Kind regards, Jeroen van den Boogaard


Van: Alicja Gosiewska @.> Verzonden: woensdag 11 augustus 2021 15:58 Aan: ModelOriented/SAFE @.> CC: jvdboogaard @.>; Author @.> Onderwerp: Re: [ModelOriented/SAFE] Alternative for partial dependence plot (#10)

Hello :) I am very happy that you are using SAFE in your research and I think adding SHAP dependence plot is a great idea. Do you know if there is any implementation of SHAP DP in R? I will then be able to easily add it to the rSAFE package.

— You are receiving this because you authored the thread. Reply to this email directly, view it on GitHubhttps://github.com/ModelOriented/SAFE/issues/10#issuecomment-896947734, or unsubscribehttps://github.com/notifications/unsubscribe-auth/AS2CPK3GNZEQ7BVRKRJUDX3T4KMY5ANCNFSM5BXIDHZQ. Triage notifications on the go with GitHub Mobile for iOShttps://apps.apple.com/app/apple-store/id1477376905?ct=notification-email&mt=8&pt=524675 or Androidhttps://play.google.com/store/apps/details?id=com.github.android&utm_campaign=notification-email.

agosiewska commented 3 years ago

Hi, sorry, I am a developer of the rSAFE and in my first comment I thought it was about the R version. In SAFE we use PDP plots, find changepoints, and then use them for binning continuous variables. I see that SHAP DP are scatter plots, so I am not sure, how to use them in a similar way, we use PDP. How would you like o use them?

jvdboogaard commented 3 years ago

I ran into the same issue. My idea is to draw a function/line through it, where we take for example the average of all dots in a 'column'. In this way every column of dots becomes one dot, which can be connected with a line to. What do you think of this?

agosiewska commented 3 years ago

Ok, I've implemented it. Right now it is on a separate branch. You can try it out. And please, let me know, if it works for you :) https://github.com/ModelOriented/SAFE/tree/feature/shap_dependence_profile

Installation:

pip install git+https://github.com/ModelOriented/SAFE.git@feature/shap_dependence_profile

Example for shap dependence: https://github.com/ModelOriented/SAFE/blob/feature/shap_dependence_profile/examples/SHAP_dependence.ipynb

jvdboogaard commented 3 years ago

Wauw that's great, thank you so much. I will let you know as soon as possible. My data set is quite big though, so it might take some time.

jvdboogaard commented 3 years ago

Hi Alicja, I am sorry for my late response, unfortunately I was not able to work on my research last weekend.

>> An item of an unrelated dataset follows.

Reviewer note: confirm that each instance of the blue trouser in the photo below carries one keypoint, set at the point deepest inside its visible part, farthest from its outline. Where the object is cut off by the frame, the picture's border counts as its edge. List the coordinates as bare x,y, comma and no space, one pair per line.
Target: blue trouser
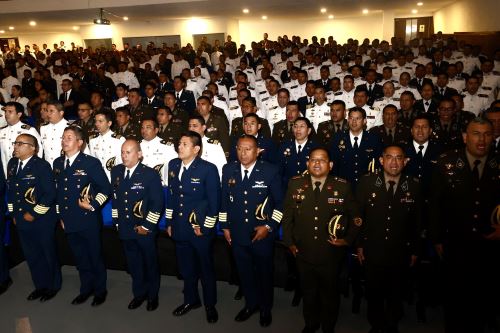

When I apply the new code on (a small part of) my data, it seems to indeed transform the features. However, when I try to incorporate the transformed data in a linear regression (using Pipeline) I get an error, which I can't get rid off. The error is as follows: "ValueError: Length of passed values is 1, index implies 2."

I have also tried it with your data (apartments.csv) with the same code as your example but with the following added: image Which gives (almost) the same error: image

image

Do you have any idea how to fix this?

In addition to this I have another question. Is it possible to also plot the shap dependence plots together with the transformations/changepoints and also plot the categorical variable transformation? In my research I want to have these specific transformations visualized.

Thank you in advance.

Kind regards, Jeroen

agosiewska commented 3 years ago

Hi Jeroen!

Do you have any idea how to fix this?

The bug was for categorical variables, so it was not related to shap PD transformations. It turned out that categorical transformations did not work with some versions of python and pandas. I have added a fix so it should work for you now. Changes are on the same branch as before: https://github.com/ModelOriented/SAFE/tree/feature/shap_dependence_profile. You just need to reinstall package.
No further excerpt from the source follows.